TGC should collect all usefull data for 3rd party tools.
And no, for this Beta there is no reason to collect a massive amount of data outside of fine tuning the tools to be good enough for release.
And the real questions for FD is if the galaxy will be redone AFTER Gamma. For example Gamma could be just another beta, where we keep our ships and progress, but where the systems themselfs get regenerated.
TGC should collect all usefull data for 3rd party tools.
And no, for this Beta there is no reason to collect a massive amount of data outside of fine tuning the tools to be good enough for release.
And the real questions for FD is if the galaxy will be redone AFTER Gamma. For example Gamma could be just another beta, where we keep our ships and progress, but where the systems themselfs get regenerated.
My understanding is that gamma is just early release with bug fixing still ongoing. There shouldn't be any changes to the system generation after gamma starts unless some major bug requires it. I'd be willing to take the risk and start gathering data then.
TGC should collect all usefull data for 3rd party tools.
And no, for this Beta there is no reason to collect a massive amount of data outside of fine tuning the tools to be good enough for release.
And the real questions for FD is if the galaxy will be redone AFTER Gamma. For example Gamma could be just another beta, where we keep our ships and progress, but where the systems themselfs get regenerated.

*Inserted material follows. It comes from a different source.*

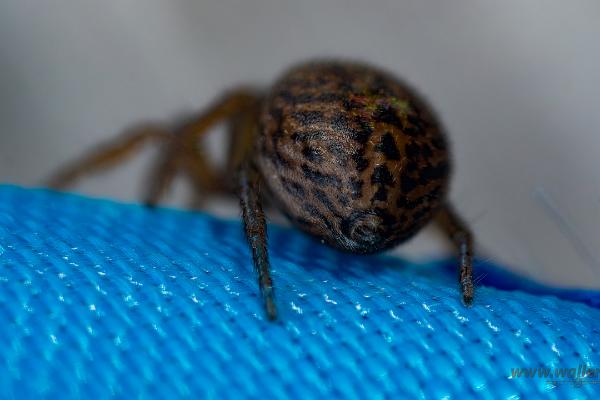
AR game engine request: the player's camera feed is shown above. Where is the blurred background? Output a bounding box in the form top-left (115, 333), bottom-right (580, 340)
top-left (0, 0), bottom-right (600, 288)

We're aiming not to have to regenerate the galaxy after gamma release. Individual systems might be changed for fixes, but not the system as a whole. It depends on what comes up though.
May I ask a really dumb question? Why we are doing this? For what purpose are we trying to determine the star coordinates?

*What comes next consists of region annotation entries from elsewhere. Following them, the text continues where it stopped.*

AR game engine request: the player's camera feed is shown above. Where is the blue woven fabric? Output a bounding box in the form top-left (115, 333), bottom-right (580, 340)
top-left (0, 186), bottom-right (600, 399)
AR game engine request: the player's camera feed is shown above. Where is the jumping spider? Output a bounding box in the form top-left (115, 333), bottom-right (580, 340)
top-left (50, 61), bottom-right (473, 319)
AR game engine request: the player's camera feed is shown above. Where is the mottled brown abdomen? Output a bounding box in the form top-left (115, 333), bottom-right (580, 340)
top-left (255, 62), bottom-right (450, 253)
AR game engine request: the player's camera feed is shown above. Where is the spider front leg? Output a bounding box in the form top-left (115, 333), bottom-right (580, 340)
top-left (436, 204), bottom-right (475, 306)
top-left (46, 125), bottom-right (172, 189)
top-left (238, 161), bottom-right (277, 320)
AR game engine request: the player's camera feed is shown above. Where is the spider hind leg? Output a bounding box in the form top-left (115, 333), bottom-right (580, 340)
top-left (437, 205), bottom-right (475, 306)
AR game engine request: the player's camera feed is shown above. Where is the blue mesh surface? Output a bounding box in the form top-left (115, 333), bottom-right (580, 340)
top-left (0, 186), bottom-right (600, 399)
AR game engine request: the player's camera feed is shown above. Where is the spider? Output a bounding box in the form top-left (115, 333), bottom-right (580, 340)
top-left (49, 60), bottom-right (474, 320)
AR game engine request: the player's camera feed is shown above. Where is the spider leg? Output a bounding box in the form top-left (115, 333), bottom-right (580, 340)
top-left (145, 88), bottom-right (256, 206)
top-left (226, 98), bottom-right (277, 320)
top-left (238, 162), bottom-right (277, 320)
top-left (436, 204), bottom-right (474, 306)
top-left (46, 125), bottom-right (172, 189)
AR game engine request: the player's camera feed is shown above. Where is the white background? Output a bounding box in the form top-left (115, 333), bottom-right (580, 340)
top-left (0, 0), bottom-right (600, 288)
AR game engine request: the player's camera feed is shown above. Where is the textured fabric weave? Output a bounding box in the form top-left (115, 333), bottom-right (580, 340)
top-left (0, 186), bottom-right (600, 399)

If it is just for the intellectual exercise and for fun, then fine. But given that FD seem to have shown a willingness to enhance the GM into a major tool (as witnessed by the recent changes) including providing a route planning capability (albeit embryonic at this stage), what do we need these coordinates for?

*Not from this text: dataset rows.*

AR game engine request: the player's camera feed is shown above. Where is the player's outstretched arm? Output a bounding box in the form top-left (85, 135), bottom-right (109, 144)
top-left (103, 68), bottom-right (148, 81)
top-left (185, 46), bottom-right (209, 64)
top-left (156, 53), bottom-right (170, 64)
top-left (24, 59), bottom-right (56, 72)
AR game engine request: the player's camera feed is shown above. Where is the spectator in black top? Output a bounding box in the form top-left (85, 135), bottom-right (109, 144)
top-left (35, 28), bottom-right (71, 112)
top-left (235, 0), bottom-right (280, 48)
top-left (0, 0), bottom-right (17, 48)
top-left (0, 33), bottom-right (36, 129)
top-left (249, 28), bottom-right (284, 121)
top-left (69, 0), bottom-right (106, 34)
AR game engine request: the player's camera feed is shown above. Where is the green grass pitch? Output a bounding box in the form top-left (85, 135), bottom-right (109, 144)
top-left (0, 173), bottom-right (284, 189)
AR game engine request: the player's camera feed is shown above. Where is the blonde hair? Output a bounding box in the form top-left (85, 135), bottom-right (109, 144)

Don't want to rain on any parade - but just wondering.
I started writing my app, after buying a shed load of items that nearly wiped me out in cash, first jump was ok, second jump was outside of my range. I had to do 3 jumps between system1 and system2 before I had burnt enough fuel to make the long jump back to where I wanted to sell the items.
So the goal I'm going for is route planning with fuel consumption and Profit with Fuel prices included.
When I have a good set of co-ordinates I run a calculation on the system to find nearby systems and their range.
It would work without the co-ords but I wouldn't be able to find the marginal cases where a system is just at the edge of my range when I'm on 50% fuel. Shortcutting the original path.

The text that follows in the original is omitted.